Transfer learning increasingly becomes an important tool in handling data scarcity often encountered in machine learning. In the application of high-throughput thickness as a downstream process of the high-throughput optimization of optoelectronic thin films with autonomous workflows, data scarcity occurs especially for new materials. To achieve high-throughput thickness characterization, we propose a machine learning model called thicknessML that predicts thickness from UV-Vis spectrophotometry input and an overarching transfer learning workflow. We demonstrate the transfer learning workflow from generic source domain of generic band-gapped materials to specific target domain of perovskite materials, where the target domain data only come from limited number (18) of refractive indices from literature. The target domain can be easily extended to other material classes with a few literature data. Defining thickness prediction accuracy to be within-10% deviation, thicknessML achieves 92.2% (with a deviation of 3.6%) accuracy with transfer learning compared to 81.8% (with a deviation of 3.6%) 11.7% without (lower mean and larger standard deviation). Experimental validation on six deposited perovskite films also corroborates the efficacy of the proposed workflow by yielding a 10.5% mean absolute percentage error (MAPE).

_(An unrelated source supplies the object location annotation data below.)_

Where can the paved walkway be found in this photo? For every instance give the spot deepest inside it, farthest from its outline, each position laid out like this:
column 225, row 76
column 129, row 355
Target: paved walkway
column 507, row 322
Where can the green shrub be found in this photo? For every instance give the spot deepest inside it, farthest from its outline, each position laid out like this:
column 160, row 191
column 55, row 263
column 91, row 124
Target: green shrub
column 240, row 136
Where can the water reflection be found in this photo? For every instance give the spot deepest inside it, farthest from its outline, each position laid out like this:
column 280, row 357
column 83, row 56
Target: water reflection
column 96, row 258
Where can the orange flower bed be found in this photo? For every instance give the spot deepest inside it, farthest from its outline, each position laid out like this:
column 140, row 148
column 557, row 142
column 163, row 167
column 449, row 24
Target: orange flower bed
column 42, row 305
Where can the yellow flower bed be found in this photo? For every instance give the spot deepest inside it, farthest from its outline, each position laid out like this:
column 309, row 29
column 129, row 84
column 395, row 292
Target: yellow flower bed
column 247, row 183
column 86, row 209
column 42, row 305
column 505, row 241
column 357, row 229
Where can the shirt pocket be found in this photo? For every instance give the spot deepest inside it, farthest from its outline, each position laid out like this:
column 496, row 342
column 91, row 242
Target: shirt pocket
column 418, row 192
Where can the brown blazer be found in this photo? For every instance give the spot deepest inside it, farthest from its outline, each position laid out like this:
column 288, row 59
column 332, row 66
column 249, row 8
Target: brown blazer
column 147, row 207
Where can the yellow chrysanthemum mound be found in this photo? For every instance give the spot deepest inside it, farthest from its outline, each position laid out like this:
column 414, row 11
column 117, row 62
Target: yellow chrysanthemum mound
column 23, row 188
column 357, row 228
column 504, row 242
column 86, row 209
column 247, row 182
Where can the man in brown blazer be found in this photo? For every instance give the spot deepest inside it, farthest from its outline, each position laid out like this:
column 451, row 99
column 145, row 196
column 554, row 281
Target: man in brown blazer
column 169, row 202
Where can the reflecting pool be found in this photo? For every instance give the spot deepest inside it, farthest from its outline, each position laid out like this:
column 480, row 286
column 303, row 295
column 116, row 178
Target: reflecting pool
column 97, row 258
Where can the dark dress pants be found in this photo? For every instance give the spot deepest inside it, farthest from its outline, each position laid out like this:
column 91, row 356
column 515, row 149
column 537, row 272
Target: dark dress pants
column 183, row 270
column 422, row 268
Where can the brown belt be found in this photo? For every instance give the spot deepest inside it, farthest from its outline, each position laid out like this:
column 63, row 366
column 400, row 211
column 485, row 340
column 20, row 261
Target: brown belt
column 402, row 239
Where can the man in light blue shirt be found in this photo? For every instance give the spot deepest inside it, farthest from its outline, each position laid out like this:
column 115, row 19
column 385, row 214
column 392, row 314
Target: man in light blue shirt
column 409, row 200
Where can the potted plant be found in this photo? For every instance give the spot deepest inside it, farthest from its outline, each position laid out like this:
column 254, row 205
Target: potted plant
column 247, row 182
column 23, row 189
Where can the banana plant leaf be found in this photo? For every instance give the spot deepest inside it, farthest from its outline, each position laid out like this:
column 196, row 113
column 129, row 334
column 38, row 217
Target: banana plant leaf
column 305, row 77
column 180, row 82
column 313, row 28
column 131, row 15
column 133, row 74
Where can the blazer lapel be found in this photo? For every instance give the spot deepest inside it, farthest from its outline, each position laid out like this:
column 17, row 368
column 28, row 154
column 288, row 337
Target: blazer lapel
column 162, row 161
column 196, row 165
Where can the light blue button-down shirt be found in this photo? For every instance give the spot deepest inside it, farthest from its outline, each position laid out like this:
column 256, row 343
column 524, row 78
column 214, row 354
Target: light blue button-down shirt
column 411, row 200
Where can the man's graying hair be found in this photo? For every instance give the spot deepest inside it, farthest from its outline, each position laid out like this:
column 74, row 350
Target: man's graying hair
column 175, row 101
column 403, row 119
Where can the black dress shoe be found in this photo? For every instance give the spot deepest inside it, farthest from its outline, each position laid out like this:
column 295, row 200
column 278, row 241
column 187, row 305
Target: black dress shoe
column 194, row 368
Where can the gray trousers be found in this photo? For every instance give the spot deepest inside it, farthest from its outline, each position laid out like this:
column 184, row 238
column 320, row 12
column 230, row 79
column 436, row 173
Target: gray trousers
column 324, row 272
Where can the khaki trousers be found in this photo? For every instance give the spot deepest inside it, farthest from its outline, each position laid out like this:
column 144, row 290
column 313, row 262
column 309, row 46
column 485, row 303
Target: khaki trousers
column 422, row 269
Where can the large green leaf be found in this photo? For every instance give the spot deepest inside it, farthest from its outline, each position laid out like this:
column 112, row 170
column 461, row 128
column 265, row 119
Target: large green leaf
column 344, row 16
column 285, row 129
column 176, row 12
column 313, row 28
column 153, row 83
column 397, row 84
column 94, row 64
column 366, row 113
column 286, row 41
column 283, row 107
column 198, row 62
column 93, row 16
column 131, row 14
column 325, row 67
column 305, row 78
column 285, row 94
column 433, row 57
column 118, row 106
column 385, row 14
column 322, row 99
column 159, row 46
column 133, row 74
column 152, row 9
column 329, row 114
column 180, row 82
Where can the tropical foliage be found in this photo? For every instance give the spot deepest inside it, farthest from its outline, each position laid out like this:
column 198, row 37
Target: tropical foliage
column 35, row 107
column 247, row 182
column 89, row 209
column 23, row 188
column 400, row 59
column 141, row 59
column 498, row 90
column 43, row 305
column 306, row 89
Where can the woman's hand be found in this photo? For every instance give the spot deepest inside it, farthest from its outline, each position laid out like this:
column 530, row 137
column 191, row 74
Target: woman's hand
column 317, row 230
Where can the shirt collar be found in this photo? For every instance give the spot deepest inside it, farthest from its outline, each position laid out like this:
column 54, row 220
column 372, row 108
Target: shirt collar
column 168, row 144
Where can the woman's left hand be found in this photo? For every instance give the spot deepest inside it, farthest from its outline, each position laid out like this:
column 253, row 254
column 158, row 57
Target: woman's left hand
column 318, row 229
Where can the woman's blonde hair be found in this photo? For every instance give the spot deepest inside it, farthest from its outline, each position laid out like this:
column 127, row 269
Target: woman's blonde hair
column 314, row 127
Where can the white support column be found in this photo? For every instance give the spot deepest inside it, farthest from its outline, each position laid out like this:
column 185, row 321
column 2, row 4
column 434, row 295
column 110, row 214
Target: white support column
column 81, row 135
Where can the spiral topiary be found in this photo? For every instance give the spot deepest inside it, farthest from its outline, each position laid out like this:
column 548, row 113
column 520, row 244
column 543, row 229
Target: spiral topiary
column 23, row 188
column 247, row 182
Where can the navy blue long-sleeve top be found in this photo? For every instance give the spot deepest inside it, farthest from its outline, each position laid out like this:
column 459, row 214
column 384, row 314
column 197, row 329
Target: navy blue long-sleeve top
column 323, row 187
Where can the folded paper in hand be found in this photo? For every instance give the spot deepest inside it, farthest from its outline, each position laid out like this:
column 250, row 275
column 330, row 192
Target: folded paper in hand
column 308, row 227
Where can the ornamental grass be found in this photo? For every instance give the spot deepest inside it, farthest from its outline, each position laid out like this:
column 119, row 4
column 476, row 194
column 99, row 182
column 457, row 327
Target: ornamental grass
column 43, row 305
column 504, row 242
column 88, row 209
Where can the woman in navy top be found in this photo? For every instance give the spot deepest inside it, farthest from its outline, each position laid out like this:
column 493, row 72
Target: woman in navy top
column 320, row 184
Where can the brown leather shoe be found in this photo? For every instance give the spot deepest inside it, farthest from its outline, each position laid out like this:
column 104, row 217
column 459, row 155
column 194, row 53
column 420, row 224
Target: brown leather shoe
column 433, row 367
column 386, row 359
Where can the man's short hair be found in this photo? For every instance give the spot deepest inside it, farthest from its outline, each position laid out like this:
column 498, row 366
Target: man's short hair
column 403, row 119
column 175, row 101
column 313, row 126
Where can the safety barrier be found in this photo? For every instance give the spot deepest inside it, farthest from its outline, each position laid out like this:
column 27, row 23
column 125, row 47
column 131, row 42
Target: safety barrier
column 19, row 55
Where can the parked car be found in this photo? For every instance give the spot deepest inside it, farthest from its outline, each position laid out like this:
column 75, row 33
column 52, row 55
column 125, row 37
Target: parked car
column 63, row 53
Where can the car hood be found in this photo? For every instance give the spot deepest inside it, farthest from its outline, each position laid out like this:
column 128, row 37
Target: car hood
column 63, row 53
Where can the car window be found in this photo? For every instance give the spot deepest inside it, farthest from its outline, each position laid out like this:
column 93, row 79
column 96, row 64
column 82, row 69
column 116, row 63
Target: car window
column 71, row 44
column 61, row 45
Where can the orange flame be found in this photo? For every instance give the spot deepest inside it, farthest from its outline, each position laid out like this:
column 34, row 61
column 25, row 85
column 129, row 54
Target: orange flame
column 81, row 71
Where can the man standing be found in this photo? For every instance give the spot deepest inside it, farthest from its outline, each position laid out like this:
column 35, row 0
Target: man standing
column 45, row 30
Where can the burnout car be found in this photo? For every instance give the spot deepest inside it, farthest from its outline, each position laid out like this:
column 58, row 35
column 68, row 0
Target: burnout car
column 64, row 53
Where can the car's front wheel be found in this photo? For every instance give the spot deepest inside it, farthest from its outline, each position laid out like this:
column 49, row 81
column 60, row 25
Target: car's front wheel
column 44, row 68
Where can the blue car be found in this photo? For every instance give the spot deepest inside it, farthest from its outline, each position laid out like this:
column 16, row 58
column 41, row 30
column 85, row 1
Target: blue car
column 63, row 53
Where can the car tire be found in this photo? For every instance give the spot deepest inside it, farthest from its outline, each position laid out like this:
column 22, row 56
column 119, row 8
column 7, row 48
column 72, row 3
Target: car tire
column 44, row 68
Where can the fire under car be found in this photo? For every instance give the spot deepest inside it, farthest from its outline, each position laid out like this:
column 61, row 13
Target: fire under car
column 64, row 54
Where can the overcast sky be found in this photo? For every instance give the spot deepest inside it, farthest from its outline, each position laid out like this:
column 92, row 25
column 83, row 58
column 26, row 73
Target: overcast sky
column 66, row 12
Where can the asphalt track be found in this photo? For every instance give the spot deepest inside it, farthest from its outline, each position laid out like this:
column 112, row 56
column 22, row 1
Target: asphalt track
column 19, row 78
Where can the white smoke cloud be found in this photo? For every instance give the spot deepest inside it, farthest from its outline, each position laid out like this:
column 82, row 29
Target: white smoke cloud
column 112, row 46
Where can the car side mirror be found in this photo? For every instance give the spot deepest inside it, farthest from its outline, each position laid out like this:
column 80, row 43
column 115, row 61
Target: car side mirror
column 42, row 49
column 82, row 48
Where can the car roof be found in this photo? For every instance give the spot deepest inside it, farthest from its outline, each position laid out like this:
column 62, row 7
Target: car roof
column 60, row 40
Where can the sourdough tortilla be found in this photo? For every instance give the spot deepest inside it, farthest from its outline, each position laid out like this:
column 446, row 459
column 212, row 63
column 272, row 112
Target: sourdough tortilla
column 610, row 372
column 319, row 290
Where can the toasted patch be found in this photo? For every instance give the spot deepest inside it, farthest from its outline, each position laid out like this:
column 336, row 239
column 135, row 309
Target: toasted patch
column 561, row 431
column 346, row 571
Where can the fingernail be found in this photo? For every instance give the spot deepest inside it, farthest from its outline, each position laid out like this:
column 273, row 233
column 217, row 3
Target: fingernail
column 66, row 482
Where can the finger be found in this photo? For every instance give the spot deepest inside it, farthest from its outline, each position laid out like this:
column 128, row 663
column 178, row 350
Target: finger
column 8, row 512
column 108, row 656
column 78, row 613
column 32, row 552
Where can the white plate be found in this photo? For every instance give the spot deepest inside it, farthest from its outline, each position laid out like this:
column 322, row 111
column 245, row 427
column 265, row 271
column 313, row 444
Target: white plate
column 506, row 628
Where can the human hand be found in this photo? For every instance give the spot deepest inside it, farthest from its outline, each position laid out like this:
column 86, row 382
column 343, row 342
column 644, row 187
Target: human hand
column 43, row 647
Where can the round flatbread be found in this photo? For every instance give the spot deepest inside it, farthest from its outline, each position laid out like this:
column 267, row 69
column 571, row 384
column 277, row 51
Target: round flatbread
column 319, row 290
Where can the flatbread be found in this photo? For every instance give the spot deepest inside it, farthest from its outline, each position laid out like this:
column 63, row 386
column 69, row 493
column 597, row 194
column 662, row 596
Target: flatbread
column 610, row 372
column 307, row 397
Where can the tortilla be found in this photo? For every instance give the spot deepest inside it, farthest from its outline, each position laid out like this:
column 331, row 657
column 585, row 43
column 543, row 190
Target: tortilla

安全关键系统通常在调试之前进行危害分析，以识别和分析操作过程中可能出现的潜在危险系统状态。当前，危害分析主要基于人类的推理，过去的经验以及清单和电子表格等简单工具。增加系统复杂性使这种方法非常合适。此外，由于高成本或身体缺陷的危险，基于测试的危害分析通常不适合。对此进行的补救措施是基于模型的危害分析方法，这些方法依赖于正式模型或模拟模型，每个模型都具有自己的好处和缺点。本文提出了一种两层方法，该方法使用正式方法与使用模拟的详细分析结合了详尽分析的好处。首先使用监督控制理论从系统的形式模型中合成了导致不安全状态的不安全行为。结果是输入到模拟的输入，在该模拟中，使用域特异性风险指标进行了详细的分析。尽管提出的方法通常适用，但本文证明了该方法对工业人类机器人协作系统的好处。